While guaranteed income for all might cost more money to taxpayers in upfront costs, there are savings to be had, said Forget.
“You are not treating bad genes or bad luck, you’re treating the consequences of years and years of inadequate diets, inadequate housing. We are paying those costs one way or another.”
Changing labour market
A changing labour market might be another reason for government to guarantee basic income.
“We have this new economy where more and more people are being affected by job loss due to automation, the effects of globalization, with jobs moving offshore,” said Regehr. “There are many reasons people put forward in support of a basic income and this is a key one.”
“It’s impossible to blame individuals for their situation when all of this is happening in the larger economy,” she said. “Even if down the road we find jobs for everybody sufficient to give you a half-decent income, in the meantime, people really suffer.”
The current makeup of the labour force is geared toward the 40-hours-per-week model, said Forget.
“If you think about the differences in the labour market between the 1970s and today, I think it’s pretty clear that the kind of income assistance programs we have are set up for a world where people work 40 hours a week — for a particular firm — and you could distinguish between full-time and part-time workers.”
Today, it is harder for young Canadians to find full-time work, she said. “All of that seems to be disappearing.”
With a guaranteed income, some workers and employers might feel they have more elasticity in deciding what work they would be willing to do.
“Without question, it makes it easier for employers to adopt a more flexible view of hiring labour,” said Forget.
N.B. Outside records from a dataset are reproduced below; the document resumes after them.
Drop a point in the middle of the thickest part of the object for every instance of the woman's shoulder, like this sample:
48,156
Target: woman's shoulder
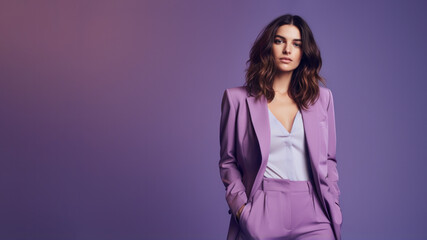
325,95
237,93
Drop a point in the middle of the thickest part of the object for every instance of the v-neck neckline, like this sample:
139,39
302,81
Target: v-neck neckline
281,125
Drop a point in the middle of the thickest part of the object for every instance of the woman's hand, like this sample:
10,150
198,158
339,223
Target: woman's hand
240,211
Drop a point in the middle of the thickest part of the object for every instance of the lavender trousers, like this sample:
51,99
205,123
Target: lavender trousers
283,209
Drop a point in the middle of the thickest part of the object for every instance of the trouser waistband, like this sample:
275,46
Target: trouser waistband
285,185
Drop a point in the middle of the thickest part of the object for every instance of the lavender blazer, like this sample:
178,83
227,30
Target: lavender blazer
245,147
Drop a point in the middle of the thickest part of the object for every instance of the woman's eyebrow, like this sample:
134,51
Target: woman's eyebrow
285,38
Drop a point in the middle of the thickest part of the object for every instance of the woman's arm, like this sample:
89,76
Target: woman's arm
332,177
230,175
For example, it would be easier to hire a person to work a three-month contract if he doesn’t have worry about where the next paycheque is coming from.
But low-wage employers might face pressure to improve offerings to workers, said Forget. “There might be some people who say, ‘I’m really not prepared to do that kind of a job for that kind of a wage.’”
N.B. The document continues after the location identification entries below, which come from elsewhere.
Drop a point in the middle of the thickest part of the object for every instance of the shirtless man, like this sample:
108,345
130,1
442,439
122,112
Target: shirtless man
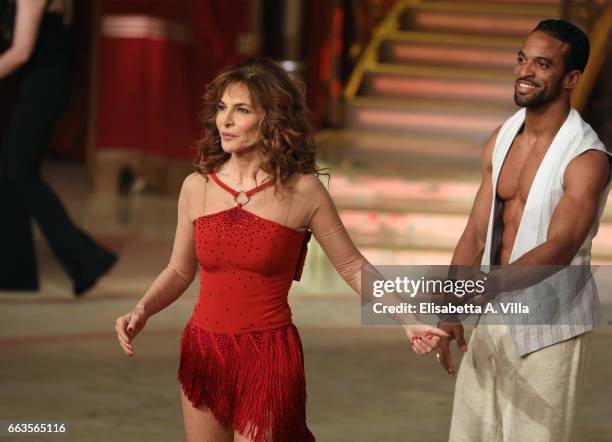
527,389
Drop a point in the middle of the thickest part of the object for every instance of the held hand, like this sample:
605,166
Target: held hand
443,355
128,326
424,338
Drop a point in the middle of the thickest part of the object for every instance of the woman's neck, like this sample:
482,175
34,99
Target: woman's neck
244,169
However, increased automation will not make workers’ jobs disappear right away, said Lammam.
“The solution to major changes is about creating an economic framework that ensures increased growth and increased job creation,” he said. “Transition programs that encourage people to find alternative work, I think, are more fruitful.”
Whether automation or globalization removes jobs, something has to be done, said Forget.
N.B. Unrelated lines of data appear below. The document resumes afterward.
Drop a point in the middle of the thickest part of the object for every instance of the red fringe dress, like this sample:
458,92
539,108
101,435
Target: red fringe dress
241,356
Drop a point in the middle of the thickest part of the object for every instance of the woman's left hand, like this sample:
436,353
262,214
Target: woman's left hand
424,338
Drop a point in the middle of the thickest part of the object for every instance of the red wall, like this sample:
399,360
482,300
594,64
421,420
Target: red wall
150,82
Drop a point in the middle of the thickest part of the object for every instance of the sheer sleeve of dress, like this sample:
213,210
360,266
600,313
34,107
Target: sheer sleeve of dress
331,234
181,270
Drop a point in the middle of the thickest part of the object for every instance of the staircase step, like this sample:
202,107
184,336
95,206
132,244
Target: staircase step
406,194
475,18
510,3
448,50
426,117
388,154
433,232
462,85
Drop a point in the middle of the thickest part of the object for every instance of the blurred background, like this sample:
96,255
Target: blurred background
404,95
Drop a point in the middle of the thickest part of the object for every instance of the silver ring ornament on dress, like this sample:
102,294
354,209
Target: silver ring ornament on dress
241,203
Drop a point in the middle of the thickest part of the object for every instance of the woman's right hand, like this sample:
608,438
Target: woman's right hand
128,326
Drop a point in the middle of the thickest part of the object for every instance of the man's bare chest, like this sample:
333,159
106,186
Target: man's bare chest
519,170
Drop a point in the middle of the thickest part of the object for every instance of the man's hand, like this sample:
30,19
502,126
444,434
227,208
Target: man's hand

“We need some way of transitioning from the kind of economy we’re in now to whatever is developing out there.”
Basic income is an idea that has been proposed by various levels of governments over the years: A 1971 Senate committee floated the idea and the Macdonald Royal Commission proposed a scheme in 1986. The federal Liberal party also endorsed basic income during its 2014 convention.
And from 1974 to 1979, there was a basic income project known as the Manitoba basic annual income experiment (MINCOME). About 1,000 families in Dauphin and Winnipeg — who qualified via their income levels — received monthly cheques.
In Winnipeg, the project employed a “randomized sample” in which a small portion of the population received cheques, while in Dauphin, all of qualified residents received payments, making it a “saturation site,” said Evelyn Forget, economist and professor at the University of Manitoba in Winnipeg.
Funding for the $17-million program was shared by the Manitoba government and the federal government.
However, MINCOME was cancelled and a full-scale study of its impact was not completed.
“By the time the project had ended, nobody was very much interested in the outcomes anymore, so really all the data was sort of shelved and nobody did very much with it,” said Forget. “That pretty much was it; it disappeared at that point, it wasn’t part of the conversation anymore.”